A leap year is one in which the year is divisible by four. It is not a leap year, however, if the year is divisible by 100. It is, nevertheless, a leap year if the year is also divisible by 400. As a result, we may form the following statement:
if(year% 4 == FALSE && year%100 != FALSE || year%400 == FALSE)
{
// It is a leap year and February has 29 days.
}
else
{
// It is not a leap year, so February has 28 days.
}
Source Code for Calendar Application Project Using C Language
The whole calendar example may be seen below. The user is asked to input a year, such as 2010, in the example.
#include<stdio.h>
#define TRUE 1
#define FALSE 0
int days_in_month[]={0,31,28,31,30,31,30,31,31,30,31,30,31};
char *months[]=
{
" ",
"\n\n\nJanuary",
"\n\n\nFebruary",
"\n\n\nMarch",
"\n\n\nApril",
"\n\n\nMay",
"\n\n\nJune",
"\n\n\nJuly",
"\n\n\nAugust",
"\n\n\nSeptember",
"\n\n\nOctober",
"\n\n\nNovember",
"\n\n\nDecember"
};
int inputyear(void)
{
int year;
printf("Please enter a year (example: 1999) : ");
scanf("%d", &year);
return year;
}
int determinedaycode(int year)
{
int daycode;
int d1, d2, d3;
d1 = (year - 1.)/ 4.0;
d2 = (year - 1.)/ 100.;
d3 = (year - 1.)/ 400.;
daycode = (year + d1 - d2 + d3) %7;
return daycode;
}
int determineleapyear(int year)
{
if(year% 4 == FALSE && year%100 != FALSE || year%400 == FALSE)
{
days_in_month[2] = 29;
return TRUE;
}
else
{
days_in_month[2] = 28;
return FALSE;
}
}
void calendar(int year, int daycode)
{
int month, day;
for ( month = 1; month <= 12; month++ )
{
printf("%s", months[month]);
printf("\n\nSun Mon Tue Wed Thu Fri Sat\n" );
// Correct the position for the first date
for ( day = 1; day <= 1 + daycode * 5; day++ )
{
printf(" ");
}
// Print all the dates for one month
for ( day = 1; day <= days_in_month[month]; day++ )
{
printf("%2d", day );
// Is day before Sat? Else start next line Sun.

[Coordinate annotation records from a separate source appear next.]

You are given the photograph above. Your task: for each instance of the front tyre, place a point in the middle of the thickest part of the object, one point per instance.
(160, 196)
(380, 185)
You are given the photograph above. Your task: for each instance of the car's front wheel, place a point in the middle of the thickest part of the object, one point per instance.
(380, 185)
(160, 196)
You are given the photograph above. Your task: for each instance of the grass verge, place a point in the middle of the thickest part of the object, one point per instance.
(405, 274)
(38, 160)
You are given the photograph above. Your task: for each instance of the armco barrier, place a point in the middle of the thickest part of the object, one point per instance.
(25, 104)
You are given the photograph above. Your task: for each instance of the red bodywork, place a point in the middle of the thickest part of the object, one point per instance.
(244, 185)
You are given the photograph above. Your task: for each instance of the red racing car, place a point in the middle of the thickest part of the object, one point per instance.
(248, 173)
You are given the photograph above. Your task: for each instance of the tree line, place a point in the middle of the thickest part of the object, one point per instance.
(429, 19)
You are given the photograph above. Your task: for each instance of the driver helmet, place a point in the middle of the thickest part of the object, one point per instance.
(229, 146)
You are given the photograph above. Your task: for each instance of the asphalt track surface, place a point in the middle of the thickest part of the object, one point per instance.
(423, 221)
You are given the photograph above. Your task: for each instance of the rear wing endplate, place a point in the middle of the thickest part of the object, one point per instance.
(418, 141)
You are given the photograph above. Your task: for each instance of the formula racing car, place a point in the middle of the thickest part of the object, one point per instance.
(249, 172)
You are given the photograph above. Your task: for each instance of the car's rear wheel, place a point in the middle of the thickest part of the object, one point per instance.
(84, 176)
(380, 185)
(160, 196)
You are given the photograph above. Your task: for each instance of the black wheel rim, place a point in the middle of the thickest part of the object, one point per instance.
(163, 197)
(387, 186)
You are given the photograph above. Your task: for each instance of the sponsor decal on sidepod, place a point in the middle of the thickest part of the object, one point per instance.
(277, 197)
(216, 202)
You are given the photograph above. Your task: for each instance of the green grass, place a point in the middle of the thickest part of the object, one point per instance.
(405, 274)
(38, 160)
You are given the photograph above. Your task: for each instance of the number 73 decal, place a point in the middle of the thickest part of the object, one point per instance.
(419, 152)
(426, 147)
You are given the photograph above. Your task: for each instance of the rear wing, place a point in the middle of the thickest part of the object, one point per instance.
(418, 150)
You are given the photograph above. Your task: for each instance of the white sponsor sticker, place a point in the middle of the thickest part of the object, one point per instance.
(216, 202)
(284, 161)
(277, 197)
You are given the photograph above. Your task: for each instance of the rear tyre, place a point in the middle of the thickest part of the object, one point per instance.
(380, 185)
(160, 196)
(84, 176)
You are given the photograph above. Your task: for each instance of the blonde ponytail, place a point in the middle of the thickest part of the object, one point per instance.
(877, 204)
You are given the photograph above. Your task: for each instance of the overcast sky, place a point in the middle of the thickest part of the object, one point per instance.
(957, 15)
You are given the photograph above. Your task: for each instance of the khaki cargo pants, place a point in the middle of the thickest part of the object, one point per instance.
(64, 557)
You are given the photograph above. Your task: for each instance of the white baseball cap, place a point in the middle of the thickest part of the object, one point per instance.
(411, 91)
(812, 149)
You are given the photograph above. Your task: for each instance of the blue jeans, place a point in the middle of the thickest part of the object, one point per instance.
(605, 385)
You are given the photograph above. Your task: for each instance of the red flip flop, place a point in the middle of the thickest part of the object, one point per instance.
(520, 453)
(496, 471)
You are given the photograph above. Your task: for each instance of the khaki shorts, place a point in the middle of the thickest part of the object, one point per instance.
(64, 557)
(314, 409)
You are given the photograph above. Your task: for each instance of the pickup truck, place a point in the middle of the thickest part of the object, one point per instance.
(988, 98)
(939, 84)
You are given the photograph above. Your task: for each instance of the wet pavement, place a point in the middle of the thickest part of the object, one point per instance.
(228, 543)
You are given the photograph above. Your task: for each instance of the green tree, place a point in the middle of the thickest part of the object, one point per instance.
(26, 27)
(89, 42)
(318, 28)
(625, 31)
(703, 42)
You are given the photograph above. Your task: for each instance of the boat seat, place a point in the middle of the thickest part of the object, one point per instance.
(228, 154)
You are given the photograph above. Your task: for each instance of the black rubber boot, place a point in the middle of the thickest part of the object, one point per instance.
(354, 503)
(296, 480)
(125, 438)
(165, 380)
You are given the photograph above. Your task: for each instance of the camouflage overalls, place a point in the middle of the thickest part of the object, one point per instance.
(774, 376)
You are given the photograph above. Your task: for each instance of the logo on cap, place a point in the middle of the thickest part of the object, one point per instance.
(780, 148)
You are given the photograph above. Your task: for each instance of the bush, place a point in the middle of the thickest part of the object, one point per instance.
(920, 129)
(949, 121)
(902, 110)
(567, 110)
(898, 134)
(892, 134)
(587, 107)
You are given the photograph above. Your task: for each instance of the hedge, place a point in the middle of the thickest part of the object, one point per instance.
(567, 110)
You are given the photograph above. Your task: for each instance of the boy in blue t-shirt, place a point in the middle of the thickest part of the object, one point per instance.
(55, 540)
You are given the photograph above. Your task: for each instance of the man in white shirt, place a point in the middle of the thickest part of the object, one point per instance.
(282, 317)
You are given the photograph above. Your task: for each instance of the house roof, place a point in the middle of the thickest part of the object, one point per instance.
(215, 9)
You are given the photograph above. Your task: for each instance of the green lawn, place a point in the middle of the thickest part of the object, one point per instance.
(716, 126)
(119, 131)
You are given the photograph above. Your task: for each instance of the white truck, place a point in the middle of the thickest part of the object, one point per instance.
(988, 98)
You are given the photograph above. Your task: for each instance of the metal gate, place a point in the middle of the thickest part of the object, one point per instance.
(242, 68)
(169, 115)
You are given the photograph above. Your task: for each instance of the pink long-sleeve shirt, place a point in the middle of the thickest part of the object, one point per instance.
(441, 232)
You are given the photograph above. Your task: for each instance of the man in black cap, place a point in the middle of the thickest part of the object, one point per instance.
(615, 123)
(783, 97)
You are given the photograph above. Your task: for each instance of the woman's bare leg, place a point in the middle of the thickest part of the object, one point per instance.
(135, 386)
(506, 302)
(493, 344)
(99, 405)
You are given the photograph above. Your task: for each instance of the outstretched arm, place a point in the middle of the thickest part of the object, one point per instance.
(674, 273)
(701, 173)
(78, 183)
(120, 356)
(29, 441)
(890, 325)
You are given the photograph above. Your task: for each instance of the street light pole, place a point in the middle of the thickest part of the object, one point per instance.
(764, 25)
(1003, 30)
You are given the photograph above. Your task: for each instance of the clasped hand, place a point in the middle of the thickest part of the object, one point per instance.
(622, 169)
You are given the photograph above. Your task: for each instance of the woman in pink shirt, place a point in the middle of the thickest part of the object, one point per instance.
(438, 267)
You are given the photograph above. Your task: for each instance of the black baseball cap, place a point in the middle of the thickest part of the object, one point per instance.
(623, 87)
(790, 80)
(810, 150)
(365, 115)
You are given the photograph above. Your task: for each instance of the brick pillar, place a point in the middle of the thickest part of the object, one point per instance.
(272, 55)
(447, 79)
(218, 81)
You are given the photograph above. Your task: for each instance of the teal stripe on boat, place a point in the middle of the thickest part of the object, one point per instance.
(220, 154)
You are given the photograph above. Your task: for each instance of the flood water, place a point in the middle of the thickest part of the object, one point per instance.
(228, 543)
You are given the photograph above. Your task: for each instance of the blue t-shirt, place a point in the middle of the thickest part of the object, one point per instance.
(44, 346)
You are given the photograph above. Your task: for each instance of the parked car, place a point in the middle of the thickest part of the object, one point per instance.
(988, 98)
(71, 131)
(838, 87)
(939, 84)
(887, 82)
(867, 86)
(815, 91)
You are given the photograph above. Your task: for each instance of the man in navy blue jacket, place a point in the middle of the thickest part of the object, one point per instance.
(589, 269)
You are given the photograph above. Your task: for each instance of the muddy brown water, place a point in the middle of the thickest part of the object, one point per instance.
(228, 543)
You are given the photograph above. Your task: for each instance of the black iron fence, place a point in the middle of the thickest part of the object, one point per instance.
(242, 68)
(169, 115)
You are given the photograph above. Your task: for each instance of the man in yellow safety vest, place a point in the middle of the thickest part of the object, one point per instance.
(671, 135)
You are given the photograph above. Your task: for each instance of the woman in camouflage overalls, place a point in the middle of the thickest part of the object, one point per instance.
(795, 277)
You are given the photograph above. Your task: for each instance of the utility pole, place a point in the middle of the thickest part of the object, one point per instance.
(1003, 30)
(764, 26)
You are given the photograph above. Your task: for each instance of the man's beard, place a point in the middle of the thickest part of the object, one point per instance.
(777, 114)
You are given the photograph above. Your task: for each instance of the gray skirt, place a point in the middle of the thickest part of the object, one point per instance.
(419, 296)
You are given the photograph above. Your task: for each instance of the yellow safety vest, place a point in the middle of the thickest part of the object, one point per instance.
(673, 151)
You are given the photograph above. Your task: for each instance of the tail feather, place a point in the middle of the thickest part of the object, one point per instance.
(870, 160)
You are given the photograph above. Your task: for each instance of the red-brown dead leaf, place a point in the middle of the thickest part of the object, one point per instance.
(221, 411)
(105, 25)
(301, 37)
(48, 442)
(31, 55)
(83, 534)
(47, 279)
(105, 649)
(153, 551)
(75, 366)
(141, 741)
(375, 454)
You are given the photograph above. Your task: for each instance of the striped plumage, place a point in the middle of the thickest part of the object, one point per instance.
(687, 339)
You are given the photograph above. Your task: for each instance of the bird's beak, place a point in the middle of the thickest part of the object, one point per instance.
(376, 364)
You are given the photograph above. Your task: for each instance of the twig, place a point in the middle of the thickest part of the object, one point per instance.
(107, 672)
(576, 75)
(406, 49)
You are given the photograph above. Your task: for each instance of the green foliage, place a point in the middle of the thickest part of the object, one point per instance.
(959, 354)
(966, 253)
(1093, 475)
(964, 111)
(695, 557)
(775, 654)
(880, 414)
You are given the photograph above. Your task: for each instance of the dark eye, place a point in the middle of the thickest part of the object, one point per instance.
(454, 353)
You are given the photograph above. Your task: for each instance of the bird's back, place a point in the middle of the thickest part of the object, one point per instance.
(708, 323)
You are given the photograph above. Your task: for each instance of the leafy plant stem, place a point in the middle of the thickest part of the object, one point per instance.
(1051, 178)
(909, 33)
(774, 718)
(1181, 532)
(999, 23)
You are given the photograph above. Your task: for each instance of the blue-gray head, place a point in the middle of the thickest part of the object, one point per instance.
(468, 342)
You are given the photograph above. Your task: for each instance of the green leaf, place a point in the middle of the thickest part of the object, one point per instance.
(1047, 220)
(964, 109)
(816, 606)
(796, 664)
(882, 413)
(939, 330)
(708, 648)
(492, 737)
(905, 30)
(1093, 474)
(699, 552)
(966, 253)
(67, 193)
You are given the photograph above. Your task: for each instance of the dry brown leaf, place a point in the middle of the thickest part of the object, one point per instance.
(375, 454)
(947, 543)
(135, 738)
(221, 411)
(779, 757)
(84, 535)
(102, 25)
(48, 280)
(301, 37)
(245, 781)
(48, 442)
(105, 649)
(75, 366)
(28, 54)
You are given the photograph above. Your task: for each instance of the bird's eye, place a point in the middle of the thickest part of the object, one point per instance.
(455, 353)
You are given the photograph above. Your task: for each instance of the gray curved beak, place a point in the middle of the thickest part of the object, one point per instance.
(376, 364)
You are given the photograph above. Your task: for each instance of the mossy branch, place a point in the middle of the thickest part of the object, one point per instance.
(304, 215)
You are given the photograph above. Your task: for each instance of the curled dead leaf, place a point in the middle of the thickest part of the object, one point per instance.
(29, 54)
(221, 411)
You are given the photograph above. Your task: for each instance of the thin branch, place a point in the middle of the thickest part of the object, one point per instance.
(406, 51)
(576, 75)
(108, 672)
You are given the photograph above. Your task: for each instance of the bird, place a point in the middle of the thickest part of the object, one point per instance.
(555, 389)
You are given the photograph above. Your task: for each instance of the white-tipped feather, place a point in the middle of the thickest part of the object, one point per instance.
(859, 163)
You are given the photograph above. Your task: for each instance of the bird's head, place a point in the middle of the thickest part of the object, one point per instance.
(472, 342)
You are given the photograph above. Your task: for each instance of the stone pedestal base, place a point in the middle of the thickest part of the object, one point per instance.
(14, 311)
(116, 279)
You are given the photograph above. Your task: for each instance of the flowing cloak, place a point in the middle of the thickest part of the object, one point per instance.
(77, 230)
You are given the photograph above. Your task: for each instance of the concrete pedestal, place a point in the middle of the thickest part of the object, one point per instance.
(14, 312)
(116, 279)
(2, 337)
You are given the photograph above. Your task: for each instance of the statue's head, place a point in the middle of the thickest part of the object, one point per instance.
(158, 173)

if ( ( day + daycode ) % 7 > 0 )
printf(" " );
else
printf("\n " );
}
// Set position for next month
daycode = ( daycode + days_in_month[month] ) % 7;
}
}
int main(void)
{
int year, daycode, leapyear;
year = inputyear();
daycode = determinedaycode(year);
determineleapyear(year);
calendar(year, daycode);
printf("\n");
}
Explanation
To begin, we'll create two arrays: one with the number of days in each month, and another with all of the month names. Note that the first position in both arrays is intentionally left empty; we want to keep things simple by using 1 to 12.
The user input is obtained via the first function inputyear(). The user is asked to enter a year. Note that no input validation or error handling is done in order to keep things basic.
The following method, determinedaycode(), is used to get the day number of the first day of that year, allowing us to display the date in the proper location. (As a result, it's just utilized for output.)
The determineleapyear() method is used to see whether the user's input is a leap year. If this is the case, the number of days in February is increased to 29.
Each month is printed on the screen using the final function calendar(). To loop across all months, use the first for loop. The month's name and all of the days of the week are then printed. The daycode is then used to place the prompt under the correct weekday. Then we print a month's worth of dates. The final step is to place the prompt in the proper weekday position.
Output
Final Thoughts
This concludes the C programming lesson. We hope you now know how to find days-names or dates in a year, month, or week, and that you can utilize the calendar example to develop your own date/days-names functions.